Being selfish -- Love Dare Day 3

Today I screwed up a bit.

I hadn't read the challenge completely and thought that I was supposed to do something nice for my husband and not be selfish. He had the day off for President's Day and we had discussed on Friday spending the day together since Sophie and Max would be in school and Carly would go to day care (she goes just one day a week).

Well, Sunday evening he had mentioned that he had to run to Baltimore for a side job he was doing and thought that I could accompany him and then we could go to lunch. I started thinking of all of the orders I had to do for my embroidery business and told him I didn't think I would be able to get everything done that I needed to if I went with him (it would have meant three hours in the car plus whatever time we spent at the job site and at lunch). I could tell that he was disappointed, but instead of making the concession, I stayed at home to work.

I vacillated all day, beating myself up one minute and then trying to justify my actions--it was the one day I could devote to my business without interruption from the kids. I had just about convinced myself that I was not being selfish, that I was being responsible, when I sat down and read more closely the chapter in the book for Day 3. I pretty much failed the questionnaire.

Do I truly want what's best for my husband? Well, of course. That's why I am doing this challenge.

Do I truly want him to feel loved by me? Again, a given.

Does he believe I have his best interests in mind? Oh, dear...

Does he see me as looking out for myself first? Uh, yeah...

Alright--so I blew it. I could have put my orders off (I was turning them around within a few days rather than the week to two weeks stated on my website), and gone with Steve--it should have been a simple challenge, but I complicated things by being selfish. I realize the purpose of this challenge is not to punish ourselves, but to show true love to our spouses and children. I resolved to do better the next day.

Then I looked at the challenge and realized I was supposed to buy something for Steve to show him that I was thinking of him. Shoot! It was already 8 p.m. What could I possibly buy and how could I sneak out of the house without anyone knowing I had left?

Without hesitation, I grabbed the keys to my car and snuck out the front door. Steve and the kids were in the basement cleaning up. I drove to the HandiMart outside our neighborhood and purchased him a Powerball ticket--he had just this afternoon told me he was going to win Powerball one of these days, "It shouldn't be too hard--I think they say the odds are 72 million to one." Good ol' Steve--always the positive thinker.

I snuck back in the house. Mission accomplished. I went down to the basement and handed him the ticket.

"Where'd you get this?" he asked.

"Oh, I had to run and get some aspirin for my hip, so I thought I'd get you a Powerball ticket," I explained.

"Thanks," was all he said.

That's it? I thought. Rather than say something like, "Gee, I thought you would be a little more grateful that I bought you something," I held my tongue.
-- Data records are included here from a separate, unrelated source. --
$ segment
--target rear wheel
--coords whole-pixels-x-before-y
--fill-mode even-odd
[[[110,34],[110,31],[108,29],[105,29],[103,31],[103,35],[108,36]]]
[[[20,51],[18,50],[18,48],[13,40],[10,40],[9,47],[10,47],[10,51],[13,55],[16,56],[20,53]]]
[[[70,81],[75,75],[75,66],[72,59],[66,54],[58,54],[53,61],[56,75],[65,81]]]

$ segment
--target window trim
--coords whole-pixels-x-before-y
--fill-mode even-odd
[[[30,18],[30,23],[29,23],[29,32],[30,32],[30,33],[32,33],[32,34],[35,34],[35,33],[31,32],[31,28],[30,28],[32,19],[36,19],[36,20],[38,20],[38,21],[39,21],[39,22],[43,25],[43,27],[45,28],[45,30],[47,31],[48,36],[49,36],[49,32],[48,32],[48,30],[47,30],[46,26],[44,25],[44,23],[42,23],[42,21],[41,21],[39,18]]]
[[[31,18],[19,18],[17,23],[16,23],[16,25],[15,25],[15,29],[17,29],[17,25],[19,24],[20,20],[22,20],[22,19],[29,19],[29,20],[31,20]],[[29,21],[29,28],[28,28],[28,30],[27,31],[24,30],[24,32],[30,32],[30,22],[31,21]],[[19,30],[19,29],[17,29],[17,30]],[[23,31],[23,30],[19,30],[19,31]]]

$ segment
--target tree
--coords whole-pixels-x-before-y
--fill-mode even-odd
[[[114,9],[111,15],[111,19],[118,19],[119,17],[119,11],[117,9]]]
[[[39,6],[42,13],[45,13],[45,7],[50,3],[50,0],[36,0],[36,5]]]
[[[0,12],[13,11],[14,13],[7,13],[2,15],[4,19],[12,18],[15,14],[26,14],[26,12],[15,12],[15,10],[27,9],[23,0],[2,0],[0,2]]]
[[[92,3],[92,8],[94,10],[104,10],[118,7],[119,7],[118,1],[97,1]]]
Then I thought of how Caleb in the movie "Fireproof" could not believe that Catherine didn't even thank him for the coffee he had made for her or the pitiful flowers he purchased for her, once again, making it about him instead of his wife. Then I realized that it wasn't about me getting praise for doing something nice--it was about Steve--a small, small gesture to let him know I was thinking of him.

"Do nothing from selfishness or empty conceit, but with humility of mind regard one another as more important than yourselves" (Philippians 2:3).

Lesson learned. The day was not a total loss.